Bien que devant intégrer les différentes parties prenantes, le pouvoir que détiennent les fédérations internationales est pour autant exceptionnel ; elles ont la capacité de changer les règlements sportifs très rapidement (en règle générale tous les 4 ans pour les sports olympiques) et de les faire appliquer dans l’ensemble des pays qui lui sont affiliés ! Ce sont par exemple 212 fédérations nationale d’athlétisme qui sont affiliées à la fédération internationale d’athlétisme [8]. Leurs relations intimes avec de nombreuses parties prenantes peuvent donc représenter certains risques, notamment financiers, mais également un levier d’action déterminant pour la transition écologique du sport.

Alors que les engagements internationaux ou l’ONU n’ont aujourd’hui pas la capacité de contraindre les pays (l’exemple des Accords de Paris et des COP qui ont suivi nous montre bien la décorrélation entre les engagements volontaires d’un pays et son action réelle), la règlementation sportive stricte d’une fédération internationale permettrait, elle, de passer d’un objectif de moyen à un objectif de résultat.

 

Des leviers majeurs et pourtant trop ignorés :

Le levier des équipements.

Le sport international de haut niveau est au sommet d’une pyramide sur laquelle repose la pratique de masse. Ainsi, un changement de réglementation à l’échelle du sport de haut niveau pourrait-il avoir des effets mécanique directs à tous les étages de la pyramide ?
Analysons un exemple d’application concret. Si la fédération internationale d’aviron (World Rowing) déterminait que les embarcations en matériaux composite (notamment fibre de carbone) et résine époxy n’étaient pas compatibles avec leurs ambitions environnementales, ils seraient en mesure d’imposer l’utilisation d’embarcations en résine bio-sourcées et fibre végétale pour la participation à l’ensemble des évènements internationaux dont elle a la charge. De cette façon, la fédération/l’athlète qui ne voudrait pas respecter cette nouvelle règle sportive serait tout simplement disqualifié de la compétition.

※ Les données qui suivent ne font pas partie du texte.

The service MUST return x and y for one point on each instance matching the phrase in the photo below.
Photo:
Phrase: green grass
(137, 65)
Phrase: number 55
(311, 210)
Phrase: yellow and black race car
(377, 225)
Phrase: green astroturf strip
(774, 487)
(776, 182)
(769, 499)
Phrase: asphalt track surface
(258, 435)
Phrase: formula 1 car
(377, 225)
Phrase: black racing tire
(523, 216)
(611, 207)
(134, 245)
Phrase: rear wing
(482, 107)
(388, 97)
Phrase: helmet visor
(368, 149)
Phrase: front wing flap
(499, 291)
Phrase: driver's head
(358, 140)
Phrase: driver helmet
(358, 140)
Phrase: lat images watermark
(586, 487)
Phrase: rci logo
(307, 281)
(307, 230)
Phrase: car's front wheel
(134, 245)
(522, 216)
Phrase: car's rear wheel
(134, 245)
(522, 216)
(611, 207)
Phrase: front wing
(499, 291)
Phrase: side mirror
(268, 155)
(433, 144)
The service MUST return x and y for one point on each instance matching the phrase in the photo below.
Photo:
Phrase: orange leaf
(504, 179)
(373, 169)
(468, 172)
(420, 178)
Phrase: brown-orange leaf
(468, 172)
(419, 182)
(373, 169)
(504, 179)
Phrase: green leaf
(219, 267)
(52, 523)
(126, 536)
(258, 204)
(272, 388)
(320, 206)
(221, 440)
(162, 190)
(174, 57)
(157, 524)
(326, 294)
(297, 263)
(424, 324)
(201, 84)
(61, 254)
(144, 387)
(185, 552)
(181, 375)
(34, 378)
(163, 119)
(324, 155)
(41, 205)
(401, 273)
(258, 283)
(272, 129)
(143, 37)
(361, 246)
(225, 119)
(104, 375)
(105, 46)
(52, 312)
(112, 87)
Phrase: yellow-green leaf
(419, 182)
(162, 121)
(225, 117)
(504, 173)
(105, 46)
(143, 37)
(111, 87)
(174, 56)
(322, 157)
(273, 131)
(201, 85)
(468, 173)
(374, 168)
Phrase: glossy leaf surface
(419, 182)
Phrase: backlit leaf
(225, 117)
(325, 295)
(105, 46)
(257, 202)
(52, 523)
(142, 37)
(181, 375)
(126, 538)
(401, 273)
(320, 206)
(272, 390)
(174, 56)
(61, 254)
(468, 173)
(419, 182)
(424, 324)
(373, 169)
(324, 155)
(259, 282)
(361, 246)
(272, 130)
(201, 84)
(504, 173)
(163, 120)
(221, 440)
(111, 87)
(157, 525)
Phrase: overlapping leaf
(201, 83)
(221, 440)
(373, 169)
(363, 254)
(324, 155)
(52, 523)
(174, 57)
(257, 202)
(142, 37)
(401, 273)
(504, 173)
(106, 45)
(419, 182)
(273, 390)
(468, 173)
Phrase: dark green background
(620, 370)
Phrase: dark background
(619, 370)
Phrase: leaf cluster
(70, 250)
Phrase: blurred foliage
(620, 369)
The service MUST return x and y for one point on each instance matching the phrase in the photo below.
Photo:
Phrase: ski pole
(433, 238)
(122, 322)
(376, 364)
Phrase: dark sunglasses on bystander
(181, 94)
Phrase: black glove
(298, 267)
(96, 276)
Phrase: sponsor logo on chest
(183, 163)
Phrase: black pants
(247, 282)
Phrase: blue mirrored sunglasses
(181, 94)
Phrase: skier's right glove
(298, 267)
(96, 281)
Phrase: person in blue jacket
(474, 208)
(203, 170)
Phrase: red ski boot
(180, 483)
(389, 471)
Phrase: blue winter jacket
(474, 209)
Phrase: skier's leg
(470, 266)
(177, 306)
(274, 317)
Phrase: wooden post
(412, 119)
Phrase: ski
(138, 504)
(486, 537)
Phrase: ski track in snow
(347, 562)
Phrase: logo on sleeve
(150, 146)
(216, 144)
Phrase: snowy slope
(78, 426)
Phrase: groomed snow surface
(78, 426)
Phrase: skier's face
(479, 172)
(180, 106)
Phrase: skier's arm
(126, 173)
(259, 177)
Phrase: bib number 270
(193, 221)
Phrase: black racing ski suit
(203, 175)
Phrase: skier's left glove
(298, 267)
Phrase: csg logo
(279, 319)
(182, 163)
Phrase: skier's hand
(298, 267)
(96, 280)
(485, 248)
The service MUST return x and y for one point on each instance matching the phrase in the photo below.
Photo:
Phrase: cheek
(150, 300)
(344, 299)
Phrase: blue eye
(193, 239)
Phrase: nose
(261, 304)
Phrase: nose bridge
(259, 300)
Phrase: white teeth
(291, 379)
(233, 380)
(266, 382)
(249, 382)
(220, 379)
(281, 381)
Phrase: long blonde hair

Si la norme internationale impose des embarcations bio-sourcées au niveau international, les fédérations nationales devront logiquement imposer les mêmes règles afin d’assurer la préparation de leurs athlètes nationaux dans des conditions comparable aux embarcations utilisées pour les évènements internationaux (rigidité, poids, qualité de glisse de l’embarcation…). Lorsque l’équipement sportif ne convient plus à la pratique du haut niveau, il est vendu ou réattribué à des athlètes/pratiquants d’un niveau inférieur et ainsi de suite jusque dans les plus petites associations sportives. Nous voyons dans cet exemple qu’un changement de règlementation au niveau international peut avoir un effet direct sur les équipements sportifs dans tous les clubs, pour les pratiquants de tout niveau et dans le monde entier.

 

Le levier des évènements.

Chaque FI impose un cahier des charges stricte pour toute fédération nationale/ville qui voudrait intégrer sur son sol un évènement international majeur. Au même titre qu’il impose des règles de sécurité, de logistique et de programmation, ce cahier des charges peut imposer des contraintes en vue de préserver l’environnement.
Les projets de grands stades dans le monde répondent souvent à la fréquentation potentielle d’un grand événement ou d’une seule équipe. Le stade de France, construit pour la coupe du monde 1998 et pouvant accueillir jusqu’à 80 000 personnes en est un exemple. Pourtant, le surdimensionnement et l’implémentation en périphérie des villes de ces stades posent des problèmes majeurs de transport, d’entretien, d’énergie et de quantité de matière première destinés à rester des sièges vide la grande majorité de leur vie [9]. Le résultat final est une pression environnementale forte et durable.
Face à ce constat, la FIFA et World Rugby, qui seraient tous deux animés par des objectifs environnementaux ambitieux, larges (incluant le scope 3), et qui seraient conscients de l’impact majeur des vols aériens des spectateurs étrangers, de l’impact carbone du béton d’un stade et de son entretient à long terme, pourraient modifier leur cahier des charges en ce sens. Ils pourraient par exemple limiter à 20 000 le nombre de place assises dans les stades de compétition et imposer d’allouer un minimum de 70% de ces places à une population locale capable de venir en transport en commun. Le nombre de places étant limitées, le transport en avion de spectateurs étrangers serait drastiquement limité. Par ailleurs, libérés d’une course à l’armement visant à construire toujours plus grand, de nombreux pays pourraient postuler pour l’organisation d’évènements internationaux et mettre en valeur des stades à taille humaine, au cœur des villes et donc plus proches des spectateurs locaux et fidèles.

 

La réponse de ces souveraines du sport, un désert brulant.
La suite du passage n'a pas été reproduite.